George Naʻope


George Lanakilakekiahialii Naope, born in Kalihi, Hawaii and raised in Hilo, was a celebrated kumu hula, master Hawaiian chanter, and leading advocate and preservationist of native Hawaiian culture worldwide. He taught hula dancing for over sixty years in Hawaii, Japan, Guam, Australia, Germany, England, North America, and South America.
Naope was a scholar of ancient hula, which is hula developed and danced before 1893. He first studied hula at the age of three years under his great-grandmother, Mary Malia Pukaokalani Naope, who lived to be over 100 years old. At the age of four he began to study with Mary Kanaele, the mother and teacher of Edith Kanaka'ole. When he moved to Oahu at the age of ten, he studied for ten years with Joseph Ilalaole. After graduating from high school, Naope moved to Honolulu where he opened the George Naope Hula School, then later continued his studies under Kumu Hula Lokalia Montgomery and Tom Hiona.
Naope began to teach hula at the age of thirteen. His family was poor, so he taught hula for fifty cents per week in order to continue to pay for school. He taught chant and kahiko to the Ray Kinney dancers, and traveled with Ray Kinney.
In 1964, Naope founded the Merrie Monarch Festival, an annual week-long festival of traditional Hawaiian arts, crafts, and performances featuring a three-day hula competition. The festival became both a popular success and an important part of the Hawaiian Renaissance. In an interview Naope said of founding the festival, "I felt the hula was becoming too modern and that we have to preserve it. David Kalakaua brought the hula back to Hawaii and made us realize how important it was for our people. There was nothing here in Hilo, so I decided to honor Kalakaua and have a festival with just hula.
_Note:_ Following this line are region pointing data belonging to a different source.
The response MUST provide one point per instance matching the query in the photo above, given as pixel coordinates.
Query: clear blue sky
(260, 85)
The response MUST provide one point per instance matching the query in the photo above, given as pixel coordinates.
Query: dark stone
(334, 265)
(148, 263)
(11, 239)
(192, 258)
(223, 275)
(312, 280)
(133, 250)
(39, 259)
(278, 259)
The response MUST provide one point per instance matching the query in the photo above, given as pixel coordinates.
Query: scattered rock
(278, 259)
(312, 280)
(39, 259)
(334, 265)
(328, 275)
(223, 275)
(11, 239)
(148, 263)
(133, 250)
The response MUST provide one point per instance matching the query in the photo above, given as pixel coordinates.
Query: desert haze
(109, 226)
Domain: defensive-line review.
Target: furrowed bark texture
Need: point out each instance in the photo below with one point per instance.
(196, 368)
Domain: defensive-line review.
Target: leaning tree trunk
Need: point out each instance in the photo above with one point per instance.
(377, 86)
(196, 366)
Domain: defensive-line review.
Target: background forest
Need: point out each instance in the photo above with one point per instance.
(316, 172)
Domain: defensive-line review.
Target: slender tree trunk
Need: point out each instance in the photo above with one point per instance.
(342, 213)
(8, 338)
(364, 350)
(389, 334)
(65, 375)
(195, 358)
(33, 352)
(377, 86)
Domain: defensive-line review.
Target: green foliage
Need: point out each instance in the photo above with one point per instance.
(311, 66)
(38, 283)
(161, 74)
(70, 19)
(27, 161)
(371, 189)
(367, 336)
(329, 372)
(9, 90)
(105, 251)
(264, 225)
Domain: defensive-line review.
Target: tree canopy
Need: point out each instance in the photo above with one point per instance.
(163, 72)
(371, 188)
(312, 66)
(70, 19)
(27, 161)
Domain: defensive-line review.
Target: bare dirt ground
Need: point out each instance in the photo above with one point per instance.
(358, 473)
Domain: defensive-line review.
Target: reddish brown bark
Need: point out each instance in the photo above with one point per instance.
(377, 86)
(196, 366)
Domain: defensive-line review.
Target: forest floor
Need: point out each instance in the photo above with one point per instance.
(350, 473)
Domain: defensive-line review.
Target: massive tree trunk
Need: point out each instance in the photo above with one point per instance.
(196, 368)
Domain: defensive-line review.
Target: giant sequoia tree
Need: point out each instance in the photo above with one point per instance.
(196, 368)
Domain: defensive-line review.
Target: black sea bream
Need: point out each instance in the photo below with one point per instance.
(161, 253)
I didn't realize that it was going to turn out to be one of the biggest things in our state."
Naope was honored with numerous other awards, including being named a Living Treasure of Hawai'i by the Buddhist temple Honpa Hongwanji Mission of Hawai'i, "Treasure of Hawaii" by President George W. Bush and the Smithsonian Institution, and receiving a National Heritage Fellowship by the National Endowment for the Arts in 2006, which is the United States' highest honor in the folk and traditional arts.
In 2007, Naope founded the Halau Hula Is Hawai'i Trust and Hula Is Hawai'i, LLC, and instructed his entire estate to be placed into his trust. Despite his Last Will and Testament, certain individuals went against his wishes.
Naope founded the Humu Moolelo, a quarterly journal of the hula arts.

Death

Until his death from cancer on October 26, 2009, aged 81, he resided in Hilo, Hawaii.